The mental process that causes this is our emotions leading us to the “easy” answer. It is the type of intuition we need to learn to resist.

🤷 “I just knew”


Compare this to good players being unable to explain a good play. This is actually instinct at play: Their decision was based on knowledge they have perfected so well they cannot explain it anymore.

It’s not that the player doesn’t want to share their decision-making process. They just cannot explain their actions, no matter how hard they try. Which is great for him — but bad for us. So how do we dig deeper, and learn this skill?

🎮🏋️Training your Intuition and Instinct

Spoiler: Yes

First things first, you cannot train your intuition and instinct without understanding the Zone, and how to get yourself into the Zone as often as possible. I detailed how to do so in one of my previous blogposts - HERE

How to consistently play CS:GO at your best level - A guide.

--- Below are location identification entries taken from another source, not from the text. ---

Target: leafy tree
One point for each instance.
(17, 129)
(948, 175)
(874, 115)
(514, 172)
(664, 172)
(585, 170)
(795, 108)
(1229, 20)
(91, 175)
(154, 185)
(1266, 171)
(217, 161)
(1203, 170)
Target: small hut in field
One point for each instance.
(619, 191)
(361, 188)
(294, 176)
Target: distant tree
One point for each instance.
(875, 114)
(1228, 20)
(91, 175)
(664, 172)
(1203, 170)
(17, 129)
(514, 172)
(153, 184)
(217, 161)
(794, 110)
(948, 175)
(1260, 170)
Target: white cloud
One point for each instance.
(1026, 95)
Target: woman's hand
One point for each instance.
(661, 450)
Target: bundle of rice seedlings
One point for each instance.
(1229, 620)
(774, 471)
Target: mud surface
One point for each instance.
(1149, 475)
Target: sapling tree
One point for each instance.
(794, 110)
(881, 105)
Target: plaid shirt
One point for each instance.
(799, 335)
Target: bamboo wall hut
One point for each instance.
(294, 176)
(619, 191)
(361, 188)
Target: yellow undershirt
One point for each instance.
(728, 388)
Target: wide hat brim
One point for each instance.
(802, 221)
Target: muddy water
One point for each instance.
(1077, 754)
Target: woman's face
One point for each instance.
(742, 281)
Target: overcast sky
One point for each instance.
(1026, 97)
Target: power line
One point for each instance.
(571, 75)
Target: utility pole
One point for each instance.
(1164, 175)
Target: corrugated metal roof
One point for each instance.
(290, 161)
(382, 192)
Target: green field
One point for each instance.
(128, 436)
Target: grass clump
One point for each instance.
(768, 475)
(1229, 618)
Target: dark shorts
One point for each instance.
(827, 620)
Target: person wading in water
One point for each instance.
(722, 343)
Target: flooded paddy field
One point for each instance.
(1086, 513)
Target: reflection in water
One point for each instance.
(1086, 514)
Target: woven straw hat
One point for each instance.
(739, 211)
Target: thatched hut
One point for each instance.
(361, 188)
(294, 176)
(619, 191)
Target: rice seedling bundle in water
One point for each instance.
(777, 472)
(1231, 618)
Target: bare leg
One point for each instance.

🤖 Free up your brain power


Something this routine helps with is freeing up your mind. Without sounding too spiritual, if you're putting 100% of your brainpower into something there is no room left for your intuition to help you.

One step to free up some brain power is trying to automate as many things as possible in-game. Just look at how many dry runs teams do of their executes before they feel comfortable using them in official high-stakes matches. Another example is communication shortcuts, like having a codeword for certain nade sets or CT crossfire setups.

By doing this, you have enough brain power to focus more on your aim and what is happening in-game, as well as allowing your intuition to chime in. You can do this in your PUGs too, just by practising your nade lineups or entry pathing on prefire maps.

If you lack sufficient focus or brain power, intuitive plays are simply impossible. If you’re struggling to remember a smoke lineup, you are not allowing your brain to subconsciously think about the other team’s rotations or ensuring your crosshair is ready for an opponent.

By automating as much as possible, you will be able to attempt and pull off intuitive plays more often.

🌯 Wrapping up

Now, all that’s left is you trying it in your own game. This might be the type of thing you think you can’t improve at other than just by playing the game. But by recording how successful your intuitive plays are, there will be clear patterns that can help you.

It doesn’t matter how successful you are at first, but keep trying — that’s the only way you will improve.